Sampai di daerah Gapang,sayup sayup aku mendengar kumandang azan Ashar,aku lihat jam 15.45 dan dari speedo meterku terlihat jarak tempuh baru 17km berarti 12km lagi ke titik nol dengan medan yang masih dipegunungan,tiga jam sudah kami mendayung beratnya terasa lebih satuhari perjalanan, pada satu persimpangan secara kebetulan sepeda opung Yosef bocor,disini kami berhenti dan memutuskan untuk mencari penginapan di Gapang beach,kami masuk gerbang Gapang beach di pinggir pantai yang bersih,disisi jalan kanan berderet cottage dan bungalows,aku menanyakan rate cottage ternyata rp 400ribu/malam kawan kawan langsung terdiam lesu karena terasa mahal untuk ukuran kantong kami.
menjelang Iboih

Di paling ujung jalan pantai ketemu Gapang western beach Bungalows posisi menghadap ke pantai,aku melihat beberapa turis asing duduk duduk di kursi santai becenkrama dan menikmati tiupan udara dingin laut dengan matahari yang mulai memerah tembaga.
Gapang western beach Bungalows

Aku menuju recepsionist yang merangkap penjaga cafe dan toko soufenir yang ada di lanti satu,harga kamar RP100ribu/malam dan bisa diisi 2orang,cukup murah dengan fasilitas ait tawar yang melimpah,kamar berada di tingkat dua berdinding gdek bambu tapi bersih dan tenang,banyak turis asing yang nginap disini,tempat yang masih alami dan tanpa gedung gedung menjulang atau hotel hotel berbintang,kami berencana istirahat disini sampai senin lusa.

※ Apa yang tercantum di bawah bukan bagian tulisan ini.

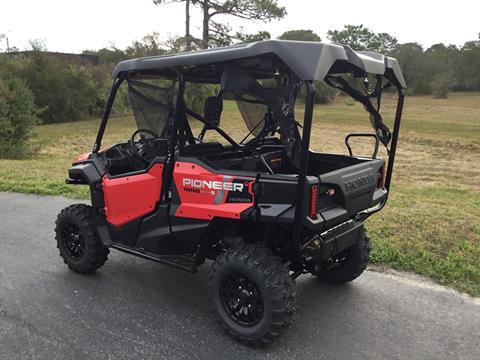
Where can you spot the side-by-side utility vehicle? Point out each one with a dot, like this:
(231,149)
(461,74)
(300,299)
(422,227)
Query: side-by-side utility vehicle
(264,209)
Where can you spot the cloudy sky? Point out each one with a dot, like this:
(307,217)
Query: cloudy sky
(72,26)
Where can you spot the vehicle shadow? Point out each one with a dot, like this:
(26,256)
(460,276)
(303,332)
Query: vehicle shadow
(160,304)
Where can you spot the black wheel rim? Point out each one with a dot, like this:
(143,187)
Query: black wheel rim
(72,240)
(241,299)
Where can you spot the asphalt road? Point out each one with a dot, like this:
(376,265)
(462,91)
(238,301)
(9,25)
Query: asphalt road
(137,309)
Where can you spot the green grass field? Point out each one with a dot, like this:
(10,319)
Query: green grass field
(431,224)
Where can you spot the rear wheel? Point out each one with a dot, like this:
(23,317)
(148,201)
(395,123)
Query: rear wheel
(252,293)
(349,264)
(77,239)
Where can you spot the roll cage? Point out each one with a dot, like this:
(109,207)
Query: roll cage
(319,62)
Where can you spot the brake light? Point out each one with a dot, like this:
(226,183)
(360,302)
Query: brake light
(313,201)
(383,171)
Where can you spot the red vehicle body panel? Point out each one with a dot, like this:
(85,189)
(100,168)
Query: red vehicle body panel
(130,197)
(205,195)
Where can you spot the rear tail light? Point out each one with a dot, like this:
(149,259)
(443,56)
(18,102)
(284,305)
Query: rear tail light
(381,181)
(313,201)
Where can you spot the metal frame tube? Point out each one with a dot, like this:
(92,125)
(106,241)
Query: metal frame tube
(302,171)
(396,129)
(108,108)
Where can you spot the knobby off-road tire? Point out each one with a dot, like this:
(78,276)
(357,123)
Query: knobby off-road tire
(349,265)
(78,241)
(263,282)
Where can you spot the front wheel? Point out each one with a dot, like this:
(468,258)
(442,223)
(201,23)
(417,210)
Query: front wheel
(78,241)
(252,293)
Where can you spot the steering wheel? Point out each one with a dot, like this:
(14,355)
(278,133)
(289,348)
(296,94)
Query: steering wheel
(138,149)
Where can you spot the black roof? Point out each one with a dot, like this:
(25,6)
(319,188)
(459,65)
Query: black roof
(308,60)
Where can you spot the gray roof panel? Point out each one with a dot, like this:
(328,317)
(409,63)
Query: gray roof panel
(308,60)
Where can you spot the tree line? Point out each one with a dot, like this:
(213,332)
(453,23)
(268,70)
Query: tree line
(38,87)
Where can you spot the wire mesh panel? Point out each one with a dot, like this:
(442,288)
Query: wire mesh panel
(153,104)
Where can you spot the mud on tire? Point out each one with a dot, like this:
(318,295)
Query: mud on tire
(264,276)
(78,241)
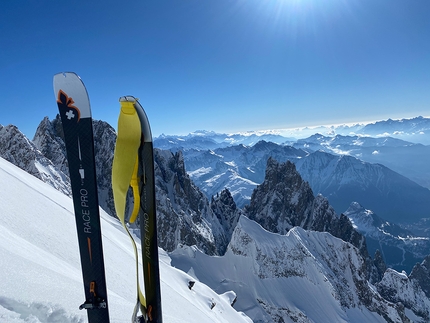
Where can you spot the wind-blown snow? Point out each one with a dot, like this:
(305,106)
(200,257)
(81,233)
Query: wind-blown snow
(40,275)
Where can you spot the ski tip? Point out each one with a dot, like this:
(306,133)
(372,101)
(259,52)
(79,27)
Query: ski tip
(128,98)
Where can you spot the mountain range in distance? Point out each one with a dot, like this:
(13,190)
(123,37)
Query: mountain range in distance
(278,185)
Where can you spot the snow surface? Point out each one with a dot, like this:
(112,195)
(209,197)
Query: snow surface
(285,274)
(40,276)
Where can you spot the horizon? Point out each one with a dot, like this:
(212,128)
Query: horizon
(228,66)
(264,131)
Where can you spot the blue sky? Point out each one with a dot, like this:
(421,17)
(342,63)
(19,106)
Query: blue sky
(222,65)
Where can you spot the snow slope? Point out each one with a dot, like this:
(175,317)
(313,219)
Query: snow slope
(303,276)
(40,276)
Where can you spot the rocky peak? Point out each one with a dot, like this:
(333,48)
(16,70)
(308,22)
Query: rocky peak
(185,216)
(284,200)
(227,213)
(421,274)
(49,139)
(16,148)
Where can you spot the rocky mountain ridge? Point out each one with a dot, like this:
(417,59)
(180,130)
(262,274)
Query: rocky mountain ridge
(188,217)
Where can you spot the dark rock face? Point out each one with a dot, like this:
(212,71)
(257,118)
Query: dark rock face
(421,274)
(185,216)
(285,200)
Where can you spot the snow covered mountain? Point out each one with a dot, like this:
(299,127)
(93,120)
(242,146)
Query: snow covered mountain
(399,247)
(49,140)
(415,129)
(406,158)
(303,276)
(40,270)
(16,148)
(188,217)
(342,179)
(210,140)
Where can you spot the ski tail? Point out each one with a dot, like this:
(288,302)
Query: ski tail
(133,166)
(74,108)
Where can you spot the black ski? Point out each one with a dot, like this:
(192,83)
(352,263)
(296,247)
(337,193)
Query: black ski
(148,219)
(74,108)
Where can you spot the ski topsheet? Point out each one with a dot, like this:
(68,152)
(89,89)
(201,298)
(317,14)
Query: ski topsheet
(148,218)
(133,166)
(74,107)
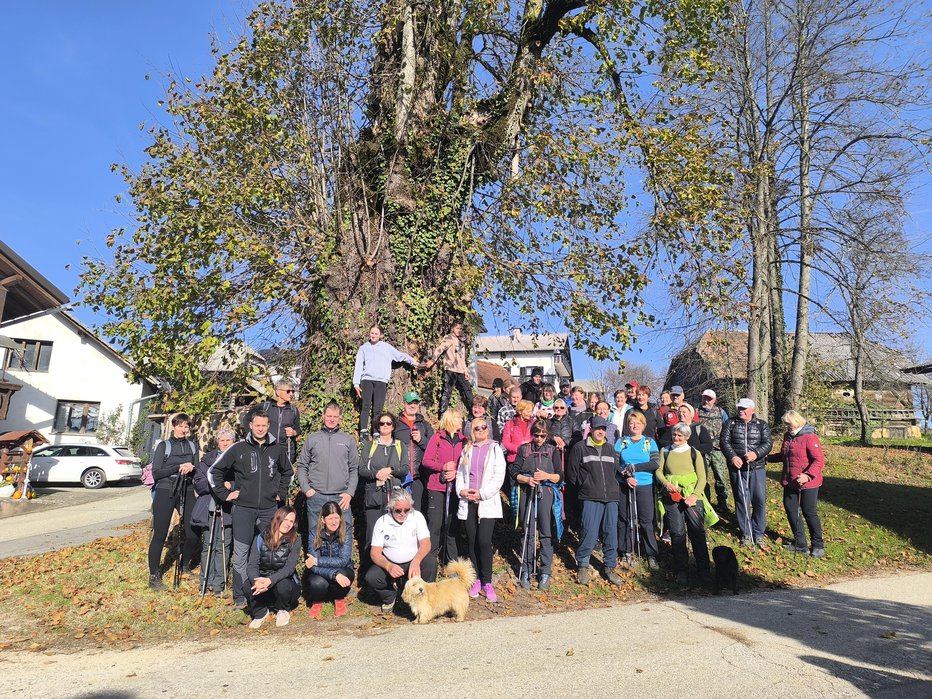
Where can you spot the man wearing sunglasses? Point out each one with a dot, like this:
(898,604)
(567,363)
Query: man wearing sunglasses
(284,419)
(400,549)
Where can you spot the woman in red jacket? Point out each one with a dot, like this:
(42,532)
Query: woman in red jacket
(803,461)
(439,467)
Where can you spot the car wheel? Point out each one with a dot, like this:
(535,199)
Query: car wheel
(93,478)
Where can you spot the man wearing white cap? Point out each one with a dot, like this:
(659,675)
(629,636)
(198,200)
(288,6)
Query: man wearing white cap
(745,442)
(715,418)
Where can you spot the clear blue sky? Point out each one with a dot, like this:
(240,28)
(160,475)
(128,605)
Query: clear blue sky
(75,96)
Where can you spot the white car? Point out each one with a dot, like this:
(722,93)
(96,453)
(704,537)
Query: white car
(91,465)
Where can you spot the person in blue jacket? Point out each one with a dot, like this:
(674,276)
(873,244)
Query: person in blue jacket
(638,460)
(329,562)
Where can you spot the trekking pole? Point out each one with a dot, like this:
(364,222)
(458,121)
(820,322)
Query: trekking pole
(182,483)
(527,524)
(210,554)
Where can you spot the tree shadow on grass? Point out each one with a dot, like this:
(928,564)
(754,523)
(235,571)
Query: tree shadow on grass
(904,509)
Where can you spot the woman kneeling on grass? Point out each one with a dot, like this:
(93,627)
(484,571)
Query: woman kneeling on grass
(270,571)
(329,562)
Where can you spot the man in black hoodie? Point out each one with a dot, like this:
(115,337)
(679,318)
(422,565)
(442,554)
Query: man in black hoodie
(260,468)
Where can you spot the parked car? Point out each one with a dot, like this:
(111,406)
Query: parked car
(91,465)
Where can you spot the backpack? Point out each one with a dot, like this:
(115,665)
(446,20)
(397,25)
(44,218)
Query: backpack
(148,479)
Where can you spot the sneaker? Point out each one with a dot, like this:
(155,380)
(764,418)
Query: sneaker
(794,548)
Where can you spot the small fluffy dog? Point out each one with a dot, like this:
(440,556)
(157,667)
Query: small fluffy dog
(430,600)
(726,569)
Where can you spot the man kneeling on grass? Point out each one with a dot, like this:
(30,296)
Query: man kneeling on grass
(400,549)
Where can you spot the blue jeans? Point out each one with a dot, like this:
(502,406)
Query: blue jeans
(316,503)
(757,491)
(596,517)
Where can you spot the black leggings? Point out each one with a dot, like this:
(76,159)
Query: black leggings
(320,589)
(479,542)
(281,597)
(373,399)
(163,504)
(791,503)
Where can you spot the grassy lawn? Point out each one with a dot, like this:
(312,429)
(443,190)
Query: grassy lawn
(875,506)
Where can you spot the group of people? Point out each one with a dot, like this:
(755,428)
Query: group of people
(558,457)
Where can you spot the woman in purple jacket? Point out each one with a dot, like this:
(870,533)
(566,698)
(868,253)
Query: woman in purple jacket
(803,461)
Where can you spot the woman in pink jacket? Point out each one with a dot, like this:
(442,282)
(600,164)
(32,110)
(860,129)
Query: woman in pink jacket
(438,467)
(803,461)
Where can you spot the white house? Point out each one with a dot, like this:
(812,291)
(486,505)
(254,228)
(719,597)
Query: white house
(520,354)
(70,379)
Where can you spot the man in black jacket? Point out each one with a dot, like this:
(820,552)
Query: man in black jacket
(261,470)
(746,442)
(592,467)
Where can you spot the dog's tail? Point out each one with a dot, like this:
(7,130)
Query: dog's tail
(462,569)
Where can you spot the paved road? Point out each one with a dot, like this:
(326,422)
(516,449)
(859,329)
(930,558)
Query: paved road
(867,637)
(69,517)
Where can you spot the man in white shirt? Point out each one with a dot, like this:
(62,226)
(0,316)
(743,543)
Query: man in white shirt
(400,549)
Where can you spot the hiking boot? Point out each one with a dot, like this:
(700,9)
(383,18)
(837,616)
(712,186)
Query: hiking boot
(795,548)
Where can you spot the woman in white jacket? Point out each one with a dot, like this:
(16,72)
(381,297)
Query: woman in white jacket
(479,478)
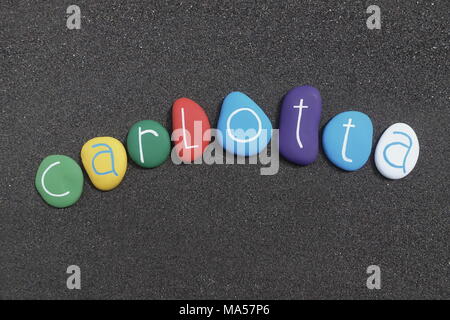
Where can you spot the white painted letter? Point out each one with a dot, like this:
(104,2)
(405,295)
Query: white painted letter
(141,133)
(374,281)
(374,21)
(74,20)
(74,281)
(300,108)
(344,145)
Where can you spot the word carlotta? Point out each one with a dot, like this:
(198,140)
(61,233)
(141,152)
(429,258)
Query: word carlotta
(244,130)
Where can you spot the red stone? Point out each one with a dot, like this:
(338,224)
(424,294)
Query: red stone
(191,136)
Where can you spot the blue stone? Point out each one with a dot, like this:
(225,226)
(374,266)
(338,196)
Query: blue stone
(347,140)
(244,129)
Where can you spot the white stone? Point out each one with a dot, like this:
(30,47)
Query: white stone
(397,151)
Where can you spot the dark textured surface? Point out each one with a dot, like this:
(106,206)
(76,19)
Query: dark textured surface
(223,231)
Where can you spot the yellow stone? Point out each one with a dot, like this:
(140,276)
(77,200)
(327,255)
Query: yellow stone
(105,161)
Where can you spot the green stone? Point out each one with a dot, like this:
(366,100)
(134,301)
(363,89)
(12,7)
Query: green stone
(148,143)
(59,181)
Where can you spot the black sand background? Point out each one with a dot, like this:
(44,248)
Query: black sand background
(223,231)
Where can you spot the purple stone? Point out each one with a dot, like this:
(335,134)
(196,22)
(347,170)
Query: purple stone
(299,125)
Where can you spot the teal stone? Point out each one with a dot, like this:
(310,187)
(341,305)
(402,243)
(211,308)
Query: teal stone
(347,140)
(244,129)
(59,180)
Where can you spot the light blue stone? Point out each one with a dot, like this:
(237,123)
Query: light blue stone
(347,140)
(244,129)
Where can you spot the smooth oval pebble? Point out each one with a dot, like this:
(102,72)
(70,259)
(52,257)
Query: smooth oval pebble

Kamar ukuran 3x3 meter yang berlantai papan dan dilapisi plastic tile kemudian dinding anyaman bambu  mempunyai satu jendela menghadap ke pinggir laut,dilantai ditengah kamar ada dua spring bed,desiran ombak dan angin pantai terdengan sampai kekamar sensasi yang begitu alami saat itu.
nasi goreng

Selesai mandi dan mencuci pakaian kami duduk di cafe menikmati teh panas dan nasi goreng,awan hitam yang berat terlihat bergayut diufuk barat dan tidak berapa lama hujan yang cukup besar turun mengguyur.Kami berencana istirahat sambil menikmati keindahan pantai ini sampai esok lusa
Gapang

Senin 15 Februari 16.
Seharian kemarin Minggu 14 februari,aku hanya jalan jalan di pantai lalu duduk dipinggir pantai sambil browsing dan opung bermain smorkling,betul merupakan hari istirahat yang istimewa hari itu.
Jam 6.30 pagi ini kami mulai bergerak dari Gapang beach menuju titik kilometer nol yang berjarak 13km lagi.
Menjelang Desa Iboih sepeda meluncur diturunan dan melipir ke pinggir pantai,masuk disini banyak kita temui cattage dan homestay murah,kadang kadang kita papasan dengan turis turis asing yang bersepeda motor dan ada juga yang sedang trecking ke arah titik nol,Iboih dikenal dengan pantainya yang indah lalu lautnya termasuk yang terbaik di dunia untuk para penyelam,banyak turis asing mampir kesini dengan agenda diving saja.
Melewati Iboih kembali tanjakan maik turun, kita disuguhi hutan wisata Sabang yang teduh. Dengan jalannya yang tak terlalu lebar namun beraspal mulus. Bahkan karena rimbunnya hutan wisata ini, cahaya matahari pun tak bisa sepenuhnya sampai ke bawah,jalan mulai menanjak menyeberangi beberapa lapis bukit yang berkabut,keringat bercampur embun pagi membasahi badanku,bunyi teriakan monyet yang bercanda dalam hutan dan kicauan burung liar menambah indahnya pagi itu dan sedikit mengurangi capek.
Tanjakan sebelum titik nol

Aku lihat speedo meter yang baru menunjukan 7km tapi capeknya sama dengan perjalanan 50km.
Di stasiun radar TNI aku sempat dikejar 4 ekor anjing piaraan tentara,ini kali pertama aku melihat anjing selama di aceh. Disatu puncak tanjakan aku melihat beberapa warung dan lebih jauh lagi terlihat tanda parkir menuju tugu kilometer nol,dengan perasaan lega aku turun dari sepeda dan menuntunnya disepanjang jalan yang kiri kanannya dipenuhi warung tidak permanen tak ubahnya seperti barak barak pekerja. Beberapa pohon besar masih tetap bertahan kehijauan walaupun pemandangan warung warung kayu yang ada sangat tidak nyaman dipandang,mudah mudahan kedepannya pemerintah sudah bisa menata agar lebih enak dan nyaman lingkungan. ..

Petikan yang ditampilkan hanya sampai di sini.